= Robin Deacon =

British artist, writer and filmmaker (born 1973)

Robin Deacon (born 1973 in Eastbourne, England) is an artist, writer and filmmaker. His interdisciplinary practice has spanned a variety of disciplines and themes, including explorations of performer presence and absence, the role of the artist as biographer, the possibility for journalistic approaches to arts practice, and the mapping and ethics of performance re-enactment. He graduated from Cardiff School of Art in 1996, and went on to present his performances and videos at conferences and festivals in the UK and internationally in Europe, USA and Asia. His work has been commissioned and programmed by venues such as The ICA, London (1996), The Young Vic, London (2000), CCCB, Barcelona (2006), Tanzquartier Wien, Vienna (2007) and the Centre d'art Scenique Contemporain Lausanne, Switzerland (2009), Tate Britain, London (2014) and the Barbican Centre, London (2015). He has also been artist in residence at MacDowell (artists' residency and workshop), New Hampshire, USA (2017) Sophiensaele, Berlin (2005), Camden Arts Centre London (2006) and Robert Wilson's Watermill Center, New York, USA (2009). He has received a variety of awards and fellowships from organizations such as the Foundation for Contemporary Arts, Delfina Foundation, British Arts Council, Live Art Development Agency and Franklin Furnace Inc. Between 2003 and 2012, he was an Associate Artist of contemporary artists producing organization Artsadmin.
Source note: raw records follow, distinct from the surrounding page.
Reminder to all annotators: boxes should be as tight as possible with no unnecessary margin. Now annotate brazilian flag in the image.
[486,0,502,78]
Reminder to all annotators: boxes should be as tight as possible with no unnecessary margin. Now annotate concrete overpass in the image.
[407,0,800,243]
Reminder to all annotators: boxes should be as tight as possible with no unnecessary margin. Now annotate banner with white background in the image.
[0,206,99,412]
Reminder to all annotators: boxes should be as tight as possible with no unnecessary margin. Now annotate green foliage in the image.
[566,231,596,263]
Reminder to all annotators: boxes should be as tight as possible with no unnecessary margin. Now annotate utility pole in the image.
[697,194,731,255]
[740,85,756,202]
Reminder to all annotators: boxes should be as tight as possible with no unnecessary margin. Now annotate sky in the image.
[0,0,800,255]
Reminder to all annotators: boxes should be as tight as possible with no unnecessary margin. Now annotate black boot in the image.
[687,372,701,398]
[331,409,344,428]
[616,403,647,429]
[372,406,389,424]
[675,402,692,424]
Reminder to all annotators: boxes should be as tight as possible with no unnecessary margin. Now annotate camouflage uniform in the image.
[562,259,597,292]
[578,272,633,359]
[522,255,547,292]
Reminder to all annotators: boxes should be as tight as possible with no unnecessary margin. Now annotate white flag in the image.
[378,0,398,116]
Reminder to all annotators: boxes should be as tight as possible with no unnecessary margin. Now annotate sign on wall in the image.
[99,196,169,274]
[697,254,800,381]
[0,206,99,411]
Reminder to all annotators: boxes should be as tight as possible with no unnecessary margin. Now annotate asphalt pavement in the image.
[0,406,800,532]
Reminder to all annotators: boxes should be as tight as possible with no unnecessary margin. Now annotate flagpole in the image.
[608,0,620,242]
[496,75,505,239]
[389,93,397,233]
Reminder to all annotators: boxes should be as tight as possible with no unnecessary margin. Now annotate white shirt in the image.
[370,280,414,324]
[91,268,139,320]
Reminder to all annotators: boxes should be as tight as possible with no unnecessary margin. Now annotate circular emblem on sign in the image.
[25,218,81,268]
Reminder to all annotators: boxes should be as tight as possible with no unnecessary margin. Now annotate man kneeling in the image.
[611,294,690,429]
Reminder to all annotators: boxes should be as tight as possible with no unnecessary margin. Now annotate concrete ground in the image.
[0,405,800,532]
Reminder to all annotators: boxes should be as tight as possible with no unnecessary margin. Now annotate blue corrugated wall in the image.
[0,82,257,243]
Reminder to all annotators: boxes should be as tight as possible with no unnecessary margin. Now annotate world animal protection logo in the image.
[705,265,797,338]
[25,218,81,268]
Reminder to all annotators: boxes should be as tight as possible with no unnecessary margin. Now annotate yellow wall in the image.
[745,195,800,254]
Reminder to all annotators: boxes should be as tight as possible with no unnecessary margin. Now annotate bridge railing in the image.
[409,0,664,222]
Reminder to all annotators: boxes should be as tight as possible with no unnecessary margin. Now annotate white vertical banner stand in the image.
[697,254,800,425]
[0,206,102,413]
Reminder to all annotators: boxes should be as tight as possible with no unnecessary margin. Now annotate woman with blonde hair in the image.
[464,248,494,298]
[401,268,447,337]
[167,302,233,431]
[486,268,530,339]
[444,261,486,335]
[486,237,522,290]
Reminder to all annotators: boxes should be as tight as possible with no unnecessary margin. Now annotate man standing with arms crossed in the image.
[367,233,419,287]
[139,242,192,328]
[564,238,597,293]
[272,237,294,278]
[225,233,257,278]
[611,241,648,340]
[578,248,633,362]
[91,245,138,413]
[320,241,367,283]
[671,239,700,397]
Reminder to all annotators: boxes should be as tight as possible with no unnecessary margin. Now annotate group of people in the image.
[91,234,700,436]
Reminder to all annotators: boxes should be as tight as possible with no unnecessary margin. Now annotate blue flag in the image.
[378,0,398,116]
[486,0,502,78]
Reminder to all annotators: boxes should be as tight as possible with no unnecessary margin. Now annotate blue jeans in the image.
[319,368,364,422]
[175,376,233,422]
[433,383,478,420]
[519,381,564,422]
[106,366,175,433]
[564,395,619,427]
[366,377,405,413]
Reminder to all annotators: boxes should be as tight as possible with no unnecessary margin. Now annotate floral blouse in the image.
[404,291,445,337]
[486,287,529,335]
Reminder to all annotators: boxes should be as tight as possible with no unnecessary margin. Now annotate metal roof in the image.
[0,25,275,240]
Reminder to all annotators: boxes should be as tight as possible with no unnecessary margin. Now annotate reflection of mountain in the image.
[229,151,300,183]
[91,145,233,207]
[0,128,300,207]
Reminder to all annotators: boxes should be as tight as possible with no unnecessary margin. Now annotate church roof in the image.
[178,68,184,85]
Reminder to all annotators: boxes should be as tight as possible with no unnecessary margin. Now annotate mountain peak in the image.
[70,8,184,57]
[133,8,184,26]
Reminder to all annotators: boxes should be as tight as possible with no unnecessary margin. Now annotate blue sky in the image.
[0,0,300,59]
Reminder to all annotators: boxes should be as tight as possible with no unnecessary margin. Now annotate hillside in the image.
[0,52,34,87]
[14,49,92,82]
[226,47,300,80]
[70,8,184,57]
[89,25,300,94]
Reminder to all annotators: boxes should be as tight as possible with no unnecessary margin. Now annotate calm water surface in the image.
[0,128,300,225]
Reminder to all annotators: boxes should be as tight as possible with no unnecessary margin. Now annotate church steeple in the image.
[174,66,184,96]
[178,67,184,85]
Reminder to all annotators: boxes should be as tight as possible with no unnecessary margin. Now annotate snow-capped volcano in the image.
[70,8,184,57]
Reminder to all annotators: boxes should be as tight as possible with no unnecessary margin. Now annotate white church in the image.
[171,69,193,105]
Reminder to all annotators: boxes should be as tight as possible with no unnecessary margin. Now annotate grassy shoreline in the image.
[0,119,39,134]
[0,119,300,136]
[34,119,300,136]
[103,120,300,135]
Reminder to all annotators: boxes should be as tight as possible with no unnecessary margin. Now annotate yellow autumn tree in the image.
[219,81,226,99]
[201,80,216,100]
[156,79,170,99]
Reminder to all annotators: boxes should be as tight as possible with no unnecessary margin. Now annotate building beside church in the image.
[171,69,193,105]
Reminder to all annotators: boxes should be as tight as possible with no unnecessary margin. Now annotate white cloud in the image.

From 2004, he was Course Director of the Drama and Performance Studies program at London South Bank University before relocating to the USA in 2011. After ten years spent as Professor and Chair of Performance at the School of the Art Institute of Chicago, Robin returned to the UK in 2021 to take up the role of Artistic Director and CEO of the Spill Festival of Performance.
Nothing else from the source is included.